Я спросил у нее, как она оказалась в Хакелнберге.
Она пожала плечами.
— Думаю, как и все. Причины две — легкомыслие и донос. Хотя мне лично повезло: у них не оказалось против меня ничего определенного. Поэтому наказание было легким — меня послали на переподготовку в Школу лидеров в Восточной Пруссии. Ну, это такое заведение, где обучают офицеров для молодежных лиг. Туда направляют некоторых иностранцев — конечно, я имею в виду лишь представителей нордической расы. Предполагается, что нравственная и интеллектуальная атмосфера этой школы призвана очистить их сознание от ошибочных мыслей. Кроме того, кадетам нужно практиковаться на ком-то в искусстве лидерства — а они любят непокорных арийцев, особенно девушек.
— Но как ты попала в руки фон Хакелнберга? — спросил я.
— Я убежала из этой Школы, — сказала она спокойно. — Это было ошибкой, я знаю. Тактика Друзей состоит в том, что уж если ты попадаешь в школу переподготовки, то должен вытерпеть все, превзойти всех в хитрости и закончить курс обучения стопроцентным нацистом, чтобы вернувшись домой можно было выполнять тайные задания. Но эта проклятая Школа была адом. Я не сумела вытерпеть все это. И убежала. Конечно, меня поймали. Если ты убегаешь, тебя считают злостным нарушителем и направляют на службу в какое-либо учреждение Рейха, где на тебя распространяются те же правила дисциплины, что и на низшую Расу. Вот так я и оказалась здесь. И хватит обо мне. Вопрос в том, что нам делать с тобой — твое положение много хуже моего.
Я ответил, что, на мой взгляд, мы в равных условиях.

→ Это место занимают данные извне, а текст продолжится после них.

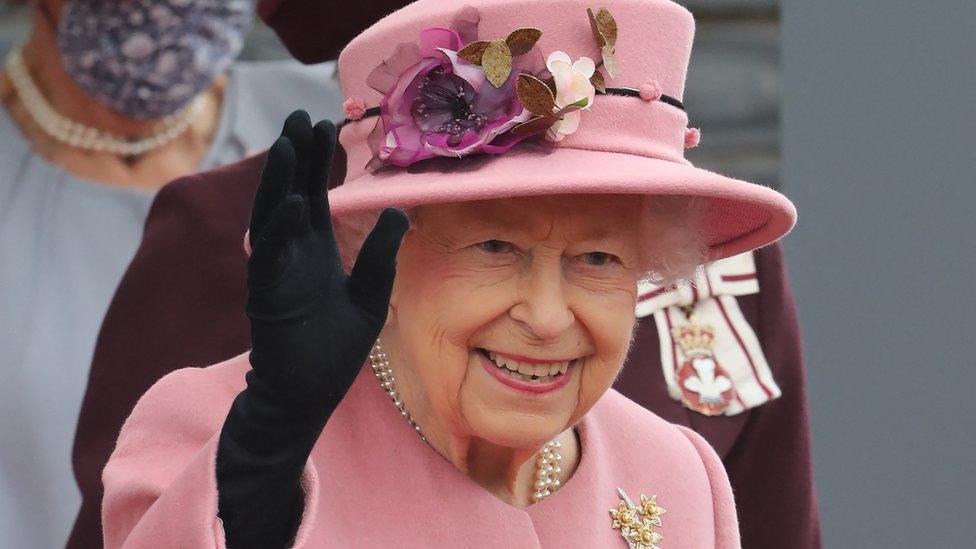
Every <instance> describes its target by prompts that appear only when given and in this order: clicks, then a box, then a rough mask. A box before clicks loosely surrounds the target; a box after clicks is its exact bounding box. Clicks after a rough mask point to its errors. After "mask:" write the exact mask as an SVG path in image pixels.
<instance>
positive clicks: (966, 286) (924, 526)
mask: <svg viewBox="0 0 976 549" xmlns="http://www.w3.org/2000/svg"><path fill="white" fill-rule="evenodd" d="M682 3H683V4H684V5H686V6H687V7H688V8H690V9H691V10H692V11H693V12H695V14H696V17H697V19H698V22H699V33H698V38H697V42H696V46H695V50H694V57H693V59H692V66H691V73H690V76H689V79H690V80H689V84H688V88H689V91H688V94H687V96H686V97H685V103H686V104H687V105H688V107H689V111H690V113H691V116H692V124H693V125H696V126H699V127H701V128H702V132H703V142H702V147H701V148H699V149H696V150H693V151H691V153H690V155H689V156H691V157H692V160H693V161H694V162H695V163H696V164H698V165H701V166H703V167H707V168H709V169H713V170H716V171H720V172H723V173H727V174H730V175H733V176H736V177H740V178H744V179H747V180H751V181H756V182H760V183H763V184H766V185H770V186H774V187H777V188H780V189H782V190H783V191H784V192H785V193H786V194H787V195H788V196H790V197H791V198H792V199H793V200H795V201H796V203H797V206H798V208H799V211H800V223H799V225H798V227H797V229H796V230H795V232H794V233H793V234H792V235H791V236H790V237H788V238H787V239H786V241H785V247H786V249H787V252H788V256H789V259H790V270H791V273H792V277H793V282H794V288H795V292H796V295H797V299H798V305H799V310H800V316H801V322H802V325H803V329H804V336H805V341H806V357H807V369H808V375H809V382H810V390H809V392H810V409H811V420H812V423H813V443H814V459H815V472H816V480H817V489H818V492H819V496H820V513H821V519H822V526H823V535H824V542H825V546H827V547H839V548H843V547H858V548H860V547H916V546H923V547H971V546H973V543H974V541H973V540H976V525H974V524H976V521H973V520H971V519H969V518H964V517H966V516H967V515H968V511H969V509H970V508H971V500H972V498H973V494H974V493H976V458H974V456H973V452H974V441H973V438H974V432H973V431H974V430H973V427H972V420H971V415H970V414H971V413H972V410H973V408H974V402H976V398H974V397H976V395H974V390H976V376H974V374H973V371H974V370H976V358H974V356H973V347H974V346H973V341H974V336H973V331H974V328H976V326H974V323H973V320H972V315H973V311H974V310H976V284H974V282H973V281H974V278H976V237H974V235H976V221H974V219H976V216H974V215H973V211H974V209H976V181H974V179H976V176H974V174H976V153H973V151H972V149H973V147H974V145H976V139H974V134H973V128H974V127H976V102H974V101H973V99H972V95H973V90H976V62H974V61H973V54H972V52H973V51H976V2H973V1H972V0H940V1H939V2H930V3H919V2H908V1H903V0H861V1H858V2H851V1H850V0H819V1H817V2H810V1H809V0H784V1H783V2H782V5H780V4H781V2H779V1H777V0H686V1H684V2H682ZM26 13H27V10H26V8H23V7H20V8H18V7H12V6H4V5H3V4H0V53H5V52H6V51H7V49H8V48H9V47H10V46H11V45H13V44H16V43H17V42H18V41H19V40H21V39H23V36H24V33H25V32H26V19H25V16H26ZM243 57H245V58H247V59H279V58H284V57H286V54H285V52H284V50H283V49H282V47H281V46H280V44H279V43H278V41H277V39H276V38H275V37H274V35H273V34H272V33H271V32H270V31H269V30H268V29H266V28H264V27H262V26H259V27H257V28H256V29H255V31H254V32H253V33H252V35H251V37H250V39H249V41H248V44H247V47H246V48H245V51H244V53H243ZM780 67H782V70H781V69H780ZM781 121H783V123H782V124H781ZM273 139H274V136H268V142H269V143H270V142H271V141H272V140H273ZM781 153H782V154H781ZM747 549H748V548H747Z"/></svg>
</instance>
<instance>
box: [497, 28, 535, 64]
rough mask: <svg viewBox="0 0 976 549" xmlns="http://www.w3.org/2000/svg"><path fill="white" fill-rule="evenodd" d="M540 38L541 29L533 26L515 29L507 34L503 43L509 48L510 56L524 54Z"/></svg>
mask: <svg viewBox="0 0 976 549" xmlns="http://www.w3.org/2000/svg"><path fill="white" fill-rule="evenodd" d="M539 38H542V31H541V30H539V29H534V28H523V29H516V30H514V31H512V33H511V34H509V35H508V38H506V39H505V43H506V44H507V45H508V49H509V50H511V52H512V56H513V57H516V56H519V55H525V54H526V53H529V51H531V50H532V48H533V47H535V43H536V42H538V41H539Z"/></svg>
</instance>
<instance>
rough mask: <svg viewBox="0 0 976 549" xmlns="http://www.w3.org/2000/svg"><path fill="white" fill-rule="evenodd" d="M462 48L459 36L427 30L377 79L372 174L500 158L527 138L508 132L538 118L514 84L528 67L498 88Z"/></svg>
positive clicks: (518, 60)
mask: <svg viewBox="0 0 976 549" xmlns="http://www.w3.org/2000/svg"><path fill="white" fill-rule="evenodd" d="M461 47H462V44H461V39H460V37H459V36H458V34H457V32H455V31H453V30H450V29H441V28H432V29H426V30H424V31H423V32H421V37H420V43H419V45H412V46H411V45H407V46H402V47H401V48H400V49H399V50H398V51H397V53H396V54H395V55H394V56H393V57H392V58H391V59H388V60H387V61H386V62H385V63H384V64H383V65H381V66H379V67H377V69H376V70H375V71H373V74H371V75H370V79H369V83H370V85H371V86H372V87H373V88H374V89H376V90H377V91H379V92H380V93H383V94H384V98H383V101H382V102H381V103H380V120H379V122H378V123H377V128H376V130H374V132H373V135H372V136H371V137H370V146H371V147H372V148H373V154H374V157H373V160H372V161H371V162H370V166H369V168H370V169H371V170H373V171H375V170H377V169H379V168H381V167H383V166H385V165H395V166H400V167H406V166H410V165H411V164H414V163H416V162H419V161H421V160H426V159H429V158H435V157H438V156H447V157H462V156H467V155H471V154H477V153H488V154H501V153H504V152H506V151H508V150H509V149H511V148H512V147H513V146H515V145H516V144H517V143H518V142H520V141H522V140H523V139H525V138H526V137H527V136H525V135H520V136H513V135H511V133H509V130H510V129H512V128H513V127H515V126H517V125H518V124H520V123H522V122H525V121H527V120H529V119H530V118H531V116H532V115H531V113H529V112H528V111H526V110H525V109H524V108H523V107H522V104H521V102H520V101H519V100H518V96H517V94H516V92H515V81H516V78H515V77H514V75H516V74H518V73H519V72H520V71H521V70H526V69H527V68H528V66H529V63H530V61H529V59H526V60H525V61H519V60H517V61H516V64H515V67H514V69H513V76H512V77H510V78H509V80H508V81H507V82H506V83H505V84H504V85H503V86H501V87H500V88H495V87H494V86H492V85H491V84H490V83H489V82H488V80H487V78H486V76H485V73H484V70H483V69H482V68H481V67H479V66H477V65H473V64H471V63H468V62H467V61H465V60H463V59H460V58H458V56H457V51H458V50H460V49H461ZM523 57H525V58H529V56H523Z"/></svg>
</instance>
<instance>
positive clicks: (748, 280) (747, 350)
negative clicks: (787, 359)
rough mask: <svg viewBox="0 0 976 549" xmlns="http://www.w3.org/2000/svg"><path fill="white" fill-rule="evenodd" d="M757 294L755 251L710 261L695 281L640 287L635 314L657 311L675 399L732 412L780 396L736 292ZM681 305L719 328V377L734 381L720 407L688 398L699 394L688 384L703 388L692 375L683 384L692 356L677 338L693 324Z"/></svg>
mask: <svg viewBox="0 0 976 549" xmlns="http://www.w3.org/2000/svg"><path fill="white" fill-rule="evenodd" d="M756 293H759V281H758V277H757V276H756V263H755V259H754V257H753V254H752V252H750V253H745V254H741V255H737V256H734V257H730V258H728V259H723V260H721V261H717V262H715V263H712V264H709V265H708V266H706V267H705V268H703V269H700V270H699V271H698V273H697V274H696V276H695V278H694V280H693V282H692V284H687V285H683V286H681V287H677V288H661V287H657V286H654V285H652V284H648V283H643V284H641V285H640V287H639V288H638V303H637V310H636V314H637V317H638V318H644V317H647V316H650V315H654V321H655V323H656V325H657V333H658V337H659V339H660V342H661V366H662V368H663V370H664V379H665V381H666V382H667V385H668V393H669V394H670V396H671V398H673V399H675V400H678V401H680V402H683V403H684V404H685V405H686V406H687V407H689V408H691V409H694V410H696V411H699V412H702V413H707V414H708V415H717V414H723V415H728V416H733V415H736V414H740V413H742V412H743V411H745V410H748V409H750V408H755V407H756V406H759V405H761V404H764V403H766V402H768V401H770V400H773V399H775V398H777V397H779V396H780V394H781V391H780V388H779V386H778V385H777V384H776V381H775V380H774V379H773V375H772V372H771V371H770V369H769V364H768V363H767V362H766V356H765V355H764V354H763V351H762V347H761V346H760V344H759V339H758V338H757V337H756V333H755V331H754V330H753V329H752V326H750V325H749V323H748V322H747V321H746V319H745V317H744V316H743V315H742V310H741V309H740V308H739V304H738V302H737V301H736V297H737V296H742V295H751V294H756ZM682 307H686V308H687V307H692V308H693V312H694V314H695V316H696V321H697V324H699V325H703V326H708V327H710V328H711V330H712V331H713V332H714V340H713V342H712V346H711V351H712V356H713V358H714V362H715V363H717V364H718V365H719V367H718V373H719V375H720V376H721V377H724V376H727V377H728V379H729V380H730V381H731V382H732V391H729V392H728V393H727V394H728V398H727V401H726V402H725V403H724V404H722V405H721V406H719V407H713V408H708V409H707V410H705V409H703V408H702V407H701V406H699V402H698V401H697V399H695V398H691V399H689V396H691V397H694V396H695V395H693V394H692V393H690V392H689V388H690V387H692V388H695V390H698V388H697V386H698V385H700V380H695V384H690V383H688V382H687V379H685V380H684V383H683V384H682V383H681V382H679V378H686V377H687V376H688V371H689V366H688V362H689V360H690V359H692V358H693V357H687V356H685V354H684V351H683V349H682V346H681V345H679V343H678V341H676V339H675V337H674V332H675V330H676V329H677V328H679V327H681V326H686V325H687V324H688V323H689V320H688V317H687V315H686V314H685V310H682ZM682 371H684V372H685V373H684V374H681V372H682ZM706 381H709V380H706Z"/></svg>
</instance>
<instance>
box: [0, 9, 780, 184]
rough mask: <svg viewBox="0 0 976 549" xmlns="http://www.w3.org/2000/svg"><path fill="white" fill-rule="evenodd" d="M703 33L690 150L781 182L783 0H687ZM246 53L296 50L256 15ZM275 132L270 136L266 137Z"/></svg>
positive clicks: (15, 16)
mask: <svg viewBox="0 0 976 549" xmlns="http://www.w3.org/2000/svg"><path fill="white" fill-rule="evenodd" d="M680 3H682V4H683V5H685V6H686V7H688V8H689V9H691V10H692V11H693V12H695V16H696V18H697V19H698V24H699V27H698V36H697V40H696V43H695V49H694V58H693V60H692V66H691V72H690V74H689V82H688V94H687V96H686V97H685V102H686V104H688V105H689V108H690V110H691V115H692V123H693V124H695V125H697V126H700V127H701V128H702V130H703V133H704V136H705V139H706V141H705V143H707V145H708V146H703V147H701V148H699V149H695V150H692V151H690V153H689V157H691V158H692V160H693V161H694V162H695V163H696V164H698V165H701V166H703V167H706V168H710V169H715V170H718V171H722V172H725V173H730V174H733V175H735V176H737V177H740V178H743V179H746V180H749V181H756V182H760V183H763V184H766V185H771V186H777V185H778V184H779V173H780V161H779V151H780V146H779V143H780V133H779V125H780V116H779V105H780V80H779V47H780V44H779V42H780V39H779V9H778V4H779V2H778V1H777V0H688V1H686V2H680ZM28 12H29V9H28V8H27V7H26V6H20V7H15V6H10V5H4V4H3V2H0V54H5V53H6V51H7V50H8V49H9V48H10V47H11V46H12V45H14V44H17V43H18V42H19V41H20V40H22V39H23V38H24V36H25V34H26V32H27V24H26V23H27V22H26V18H27V14H28ZM241 58H243V59H245V60H273V59H287V58H290V56H289V55H288V53H287V52H286V51H285V50H284V48H283V47H282V46H281V43H280V42H279V41H278V38H277V37H276V36H275V35H274V33H273V32H271V30H270V29H268V28H267V27H266V26H264V25H263V24H261V23H260V21H259V22H258V24H257V26H256V27H255V29H254V31H253V32H252V33H251V35H250V37H249V38H248V42H247V45H246V46H245V48H244V51H243V53H242V54H241ZM275 137H276V136H274V135H272V136H269V137H268V143H271V142H272V141H274V138H275Z"/></svg>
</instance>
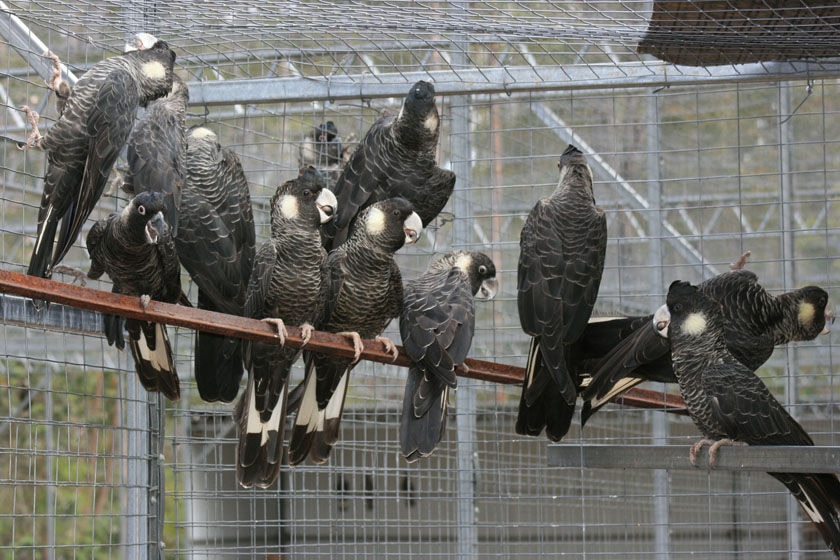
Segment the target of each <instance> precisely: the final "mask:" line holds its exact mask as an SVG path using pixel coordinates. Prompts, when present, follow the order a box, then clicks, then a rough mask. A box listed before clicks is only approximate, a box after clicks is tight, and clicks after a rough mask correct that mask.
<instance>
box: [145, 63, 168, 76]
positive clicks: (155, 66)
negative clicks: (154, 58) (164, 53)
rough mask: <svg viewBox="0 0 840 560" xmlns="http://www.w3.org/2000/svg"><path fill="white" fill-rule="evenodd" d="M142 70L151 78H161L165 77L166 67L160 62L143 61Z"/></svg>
mask: <svg viewBox="0 0 840 560" xmlns="http://www.w3.org/2000/svg"><path fill="white" fill-rule="evenodd" d="M142 72H143V74H144V75H146V76H147V77H149V78H150V79H152V80H163V79H165V78H166V68H164V66H163V64H161V63H160V62H147V63H145V64H144V65H143V68H142Z"/></svg>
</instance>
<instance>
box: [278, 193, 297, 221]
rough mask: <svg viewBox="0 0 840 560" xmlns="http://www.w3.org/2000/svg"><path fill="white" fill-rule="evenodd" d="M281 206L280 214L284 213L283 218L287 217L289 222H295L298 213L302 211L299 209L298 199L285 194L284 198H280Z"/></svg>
mask: <svg viewBox="0 0 840 560" xmlns="http://www.w3.org/2000/svg"><path fill="white" fill-rule="evenodd" d="M279 204H280V212H282V213H283V216H285V217H286V218H287V219H289V220H294V219H295V218H297V216H298V212H299V211H300V209H299V208H298V201H297V198H295V197H294V196H289V195H287V194H284V195H283V196H282V197H280V202H279Z"/></svg>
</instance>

— О нет! — возразила она с какой-то юношеской прямотой и практицизмом. — Я — это ценное имущество, ты же всего-навсего Преступник — то есть тот, кто подлежит ликвидации. Я не знаю точно, что Главный Лесничий делает с Преступниками, которых ему передают, но мне доподлинно известно, что процедура эта грязная и медленная. А что ты там успел увидеть?
Я рассказал ей.
Она кивнула.
— Я никогда не видела этих женщин-«кошек», а лишь слышала о них. И их самих тоже слышала. Думаю, что их стерилизуют. — Будничность ее тона поразила меня даже больше, чем суть ее предположения. Хирургическое вмешательство и удаление из прекрасного человеческого тела того, что освещает его внутренним светом души, было для нее не страшным ночным кошмаром, а всего лишь привычной банальностью, тем, что делается ежедневно.